Sisi regime extends repressive state of emergency whilst hosting African Union human rights session
Egypt has renewed its state of emergency for another three months and has imposed a curfew in some parts of the northern Sinai Peninsula.
This development comes a day after the country began hosting an African Union human rights session, causing rights groups to draw criticisms of the contradiction behind them hosting such a session whilst simultaneously violating human rights.
“Egypt is trying to appear like a country open for human rights delegates and sessions while, at the same time, crushing all dissenting voices and its once-vibrant human rights community,” said Michael Page, Middle East and North Africa director at Human Rights Watch.

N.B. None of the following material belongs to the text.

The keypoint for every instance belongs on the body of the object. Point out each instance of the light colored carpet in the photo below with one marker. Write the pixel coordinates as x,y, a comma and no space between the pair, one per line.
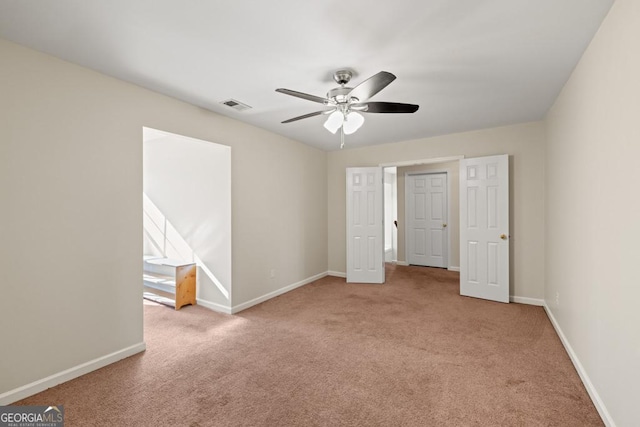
411,352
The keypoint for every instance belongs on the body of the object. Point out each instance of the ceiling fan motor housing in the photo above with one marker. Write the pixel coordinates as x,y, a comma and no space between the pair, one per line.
342,77
340,94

“We know that many Egyptian and international organisations are not allowed to work freely in Egypt and cannot voice concerns without severe retaliation from the government.”
The 64th Ordinary Session of the African Commission on Human and Peoples’ Rights began on April 24 and will continue in Sharm al-Sheikh until May 14.
The emergency law expands police powers of arrest, surveillance and seizures and can limit freedom of movement.
Egypt’s President Abdel Fattah al-Sisi first declared the heightened security state following a bombing of Coptic Christian churches in April 2017 by extremists.
Since then the state of emergency has been renewed by parliament every three months.
When emergency laws were first introduced, critics raised fears that authorities would use the heightened measures to crackdown on political opponents and expand extrajudicial killings, enforced disappearances, without stopping terrorist attacks.
Sisi, a former army chief who led the military in ousting the country's first freely elected president Mohamed Morsi, is accused of leading a relentless crackdown on both pro-democracy campaigners and Islamists.
The majority of experts view Sisi's government as the most repressive in the history of modern Egypt.